What is the profit of military products? This issue has been repeatedly asked by the media and investors. The company has not disclosed it on the grounds of confidentiality, but both the company level and the market level are optimistic about the profit margin of military products orders.
However, Guo Tongjun said at the exchange meeting on September 11 that military products have obvious advantages compared with civilian products. The specific performance is that the order is stable, the military products are designated for production, and the state places orders according to the equipment investment plan. The civilian products market fluctuated greatly. For example, the ship market was hot in 2005-2006, and it quickly turned cold in the face of the financial crisis.

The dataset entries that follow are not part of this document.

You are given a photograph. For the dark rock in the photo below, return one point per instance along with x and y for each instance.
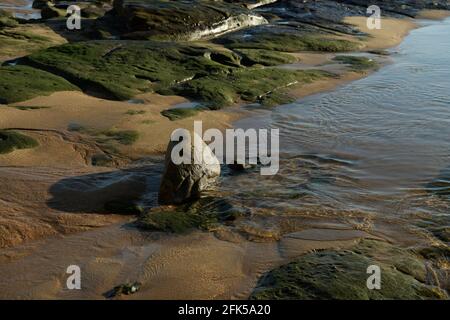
(342, 275)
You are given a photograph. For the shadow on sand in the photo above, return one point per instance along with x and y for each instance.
(125, 191)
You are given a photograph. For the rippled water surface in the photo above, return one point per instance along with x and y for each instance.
(380, 145)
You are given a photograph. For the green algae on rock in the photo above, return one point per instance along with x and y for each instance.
(285, 39)
(7, 20)
(12, 140)
(249, 85)
(179, 20)
(358, 64)
(121, 70)
(264, 57)
(179, 113)
(342, 275)
(19, 83)
(202, 214)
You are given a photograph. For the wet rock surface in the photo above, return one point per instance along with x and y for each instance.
(186, 181)
(343, 275)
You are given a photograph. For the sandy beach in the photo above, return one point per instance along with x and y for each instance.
(46, 224)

Hua Wei, chief financial officer of China Heavy Industry, also euphemistically stated at the meeting that the target assets to be acquired this time will achieve a net profit of about 177 million yuan from January to May this year. By the end of this year, the profit of these two major assets will be greatly higher. In the above figures.
Li Wei, an analyst at Northeast Securities, believes that the gross profit margin of traditional civilian ships is relatively low, and the gross profit rate contribution rate of military-related assets in 2014 is expected to reach more than 50%.
However, some insiders also reminded that although the market has given high marks to the injected aircraft assets, the net profit of the assets to be injected in 2012 is only 346 million yuan, and the release of aircraft carrier orders may take 5 years, 10 years or even longer. The performance of listed companies after completing asset injection still needs to be observed.